42Gears refrain from engaging another sub-processor without the prior written consent of the Customer.
42Gears shall not be liable to Customer for any delay or failure of 42Gears to perform its obligations hereunder if such delay or failure arises from any cause or causes beyond the reasonable control of 42Gears. Such causes shall include, but are not limited to, acts of God, floods, fires, loss of electricity or other utilities, or delay by the Customer in providing required resources or support or performing any other requirements hereunder the Agreement.
Any claim or dispute arising out of or relating to, including without limitation, the Agreement shall be settled by binding arbitration, by a sole arbitrator, in accordance with the applicable/governing Indian Arbitration Act. Any such claim or dispute shall be arbitrated on an individual basis, and shall not be consolidated in any arbitration with any other claim or dispute of any other party. The arbitration shall be conducted in Bangalore, and judgment on the arbitration award may be entered into the Karnataka High Court having jurisdiction thereof. Neither 42Gears nor the Customer may seek any interim or preliminary relief, from any court without serving the other party with a notice of intention to seek such relief (including details of relief sought and of the case to be made out in court) of not less than three (3) working days at its registered or known address. 42Gears and the Customer agree that any dispute regarding the validity or scope of this clause shall be commenced in the Karnataka High Court and shall be governed by the laws of India. The fees of the arbitrator shall be borne by the parties equally.

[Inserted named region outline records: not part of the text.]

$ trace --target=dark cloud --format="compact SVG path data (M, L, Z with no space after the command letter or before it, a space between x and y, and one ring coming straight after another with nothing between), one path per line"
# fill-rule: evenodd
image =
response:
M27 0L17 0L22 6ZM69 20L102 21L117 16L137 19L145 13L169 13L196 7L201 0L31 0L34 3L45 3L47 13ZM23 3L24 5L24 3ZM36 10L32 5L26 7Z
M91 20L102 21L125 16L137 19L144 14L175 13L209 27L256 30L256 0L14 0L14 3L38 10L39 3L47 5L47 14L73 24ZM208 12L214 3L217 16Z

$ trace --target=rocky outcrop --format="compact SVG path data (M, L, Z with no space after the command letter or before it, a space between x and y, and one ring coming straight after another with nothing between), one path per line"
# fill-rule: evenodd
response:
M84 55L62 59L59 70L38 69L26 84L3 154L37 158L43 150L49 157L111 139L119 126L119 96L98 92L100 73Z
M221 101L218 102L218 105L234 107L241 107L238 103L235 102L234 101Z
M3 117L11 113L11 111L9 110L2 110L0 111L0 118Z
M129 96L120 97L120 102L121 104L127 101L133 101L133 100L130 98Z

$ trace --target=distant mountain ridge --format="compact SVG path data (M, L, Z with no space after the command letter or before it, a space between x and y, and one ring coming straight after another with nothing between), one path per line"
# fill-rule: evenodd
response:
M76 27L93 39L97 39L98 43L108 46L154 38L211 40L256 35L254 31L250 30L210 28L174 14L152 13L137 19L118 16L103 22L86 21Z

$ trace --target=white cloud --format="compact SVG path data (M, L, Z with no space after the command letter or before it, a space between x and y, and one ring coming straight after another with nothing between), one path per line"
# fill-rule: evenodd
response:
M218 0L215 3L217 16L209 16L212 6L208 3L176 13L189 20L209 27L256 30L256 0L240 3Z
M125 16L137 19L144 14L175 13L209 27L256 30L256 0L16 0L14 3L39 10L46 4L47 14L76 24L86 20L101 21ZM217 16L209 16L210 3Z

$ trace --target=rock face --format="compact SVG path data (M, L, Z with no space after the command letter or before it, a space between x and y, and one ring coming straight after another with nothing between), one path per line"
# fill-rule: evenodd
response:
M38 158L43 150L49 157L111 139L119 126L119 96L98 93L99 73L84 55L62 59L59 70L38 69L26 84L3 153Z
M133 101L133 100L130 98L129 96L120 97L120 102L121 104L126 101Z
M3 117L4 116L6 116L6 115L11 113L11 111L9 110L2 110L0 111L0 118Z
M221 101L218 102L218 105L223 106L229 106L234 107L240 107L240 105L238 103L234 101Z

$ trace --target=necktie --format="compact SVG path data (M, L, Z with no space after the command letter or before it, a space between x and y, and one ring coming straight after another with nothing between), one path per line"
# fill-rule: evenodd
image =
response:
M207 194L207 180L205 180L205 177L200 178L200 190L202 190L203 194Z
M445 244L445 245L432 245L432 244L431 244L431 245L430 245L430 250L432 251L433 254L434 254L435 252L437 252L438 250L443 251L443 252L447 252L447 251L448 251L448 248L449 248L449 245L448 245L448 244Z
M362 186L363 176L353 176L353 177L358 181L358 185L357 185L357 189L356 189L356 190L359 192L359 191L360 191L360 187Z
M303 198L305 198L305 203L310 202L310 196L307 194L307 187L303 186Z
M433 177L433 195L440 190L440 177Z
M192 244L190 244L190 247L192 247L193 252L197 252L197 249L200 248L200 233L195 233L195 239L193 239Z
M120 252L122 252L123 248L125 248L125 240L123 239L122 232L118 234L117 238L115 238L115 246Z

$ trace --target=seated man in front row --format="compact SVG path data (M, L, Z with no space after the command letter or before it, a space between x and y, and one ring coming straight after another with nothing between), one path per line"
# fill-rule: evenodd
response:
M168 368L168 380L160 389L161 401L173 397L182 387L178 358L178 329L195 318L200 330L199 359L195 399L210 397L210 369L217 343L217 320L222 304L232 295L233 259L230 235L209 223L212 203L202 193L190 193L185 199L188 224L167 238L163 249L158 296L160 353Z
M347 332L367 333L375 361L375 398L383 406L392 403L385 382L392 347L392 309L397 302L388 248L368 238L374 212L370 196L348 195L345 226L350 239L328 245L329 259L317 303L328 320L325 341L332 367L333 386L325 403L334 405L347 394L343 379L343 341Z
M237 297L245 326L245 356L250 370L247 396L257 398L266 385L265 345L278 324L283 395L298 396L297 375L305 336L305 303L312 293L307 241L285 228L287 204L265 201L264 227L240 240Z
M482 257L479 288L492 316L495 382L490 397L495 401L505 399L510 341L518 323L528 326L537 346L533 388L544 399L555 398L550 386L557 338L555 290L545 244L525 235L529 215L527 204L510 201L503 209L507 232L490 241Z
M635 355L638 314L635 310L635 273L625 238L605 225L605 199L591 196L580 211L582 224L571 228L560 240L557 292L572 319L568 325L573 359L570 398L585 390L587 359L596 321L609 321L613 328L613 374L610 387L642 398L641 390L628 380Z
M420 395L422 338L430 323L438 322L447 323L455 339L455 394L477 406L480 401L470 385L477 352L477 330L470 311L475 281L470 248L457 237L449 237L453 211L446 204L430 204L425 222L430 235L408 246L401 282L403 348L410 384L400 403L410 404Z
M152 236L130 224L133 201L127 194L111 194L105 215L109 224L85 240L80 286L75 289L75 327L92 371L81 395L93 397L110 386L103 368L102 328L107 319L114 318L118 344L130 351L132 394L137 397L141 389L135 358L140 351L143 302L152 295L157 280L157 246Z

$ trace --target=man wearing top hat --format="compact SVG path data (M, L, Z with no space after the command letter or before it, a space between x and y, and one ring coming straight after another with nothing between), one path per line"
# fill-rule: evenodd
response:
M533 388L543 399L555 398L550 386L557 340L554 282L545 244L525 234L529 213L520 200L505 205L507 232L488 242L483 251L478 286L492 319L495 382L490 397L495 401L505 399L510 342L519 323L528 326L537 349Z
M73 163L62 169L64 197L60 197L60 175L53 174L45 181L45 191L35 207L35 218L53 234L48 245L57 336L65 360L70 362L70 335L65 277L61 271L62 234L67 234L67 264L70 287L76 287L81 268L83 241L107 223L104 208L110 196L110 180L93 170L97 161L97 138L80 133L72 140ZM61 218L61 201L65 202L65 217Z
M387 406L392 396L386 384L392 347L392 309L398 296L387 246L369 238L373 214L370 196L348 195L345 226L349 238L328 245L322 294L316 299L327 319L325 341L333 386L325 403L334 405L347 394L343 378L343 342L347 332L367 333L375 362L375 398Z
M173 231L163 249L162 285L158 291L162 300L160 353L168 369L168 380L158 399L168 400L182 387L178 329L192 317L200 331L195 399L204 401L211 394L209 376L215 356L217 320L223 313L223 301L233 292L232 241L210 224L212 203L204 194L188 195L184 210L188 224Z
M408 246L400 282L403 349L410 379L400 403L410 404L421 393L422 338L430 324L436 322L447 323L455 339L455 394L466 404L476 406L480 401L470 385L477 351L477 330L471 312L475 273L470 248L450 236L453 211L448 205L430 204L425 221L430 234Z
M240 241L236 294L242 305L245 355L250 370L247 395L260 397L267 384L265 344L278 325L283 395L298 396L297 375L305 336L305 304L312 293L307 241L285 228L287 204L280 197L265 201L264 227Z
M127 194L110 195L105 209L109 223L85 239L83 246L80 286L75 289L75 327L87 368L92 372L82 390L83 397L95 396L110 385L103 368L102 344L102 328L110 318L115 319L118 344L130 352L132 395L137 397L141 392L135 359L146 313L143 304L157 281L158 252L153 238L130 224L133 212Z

Governing Laws and Jurisdiction:
This Agreement and any relationship between 42Gears and the Customer, unless otherwise stated in a separate agreement between 42Gears and Customer, shall be governed by and construed in accordance with the laws of India and the High Court of Karnataka shall have exclusive jurisdiction without regard to conflict of law provisions.
If any provision of this Agreement is declared by a court of competent jurisdiction to be invalid, illegal, or unenforceable, such provision or part thereof which is necessary to render the provision valid, legal and enforceable, shall be severed from the Agreement and the other provisions and the remaining part of that provision shall remain in full force and effect.
This Agreement and the rights granted hereunder shall not be assigned or transferred, by operation of law or otherwise, by Licensee without the prior written consent of Licensor. Licensor may assign this Agreement at any time.
This Agreement contains the entire agreement and understanding between 42Gears and Customer with respect to the subject matter hereof and supersedes and replaces all prior agreements or understanding whether written or oral, with respect to the same subject matter that are still in force between 42Gears and Customer.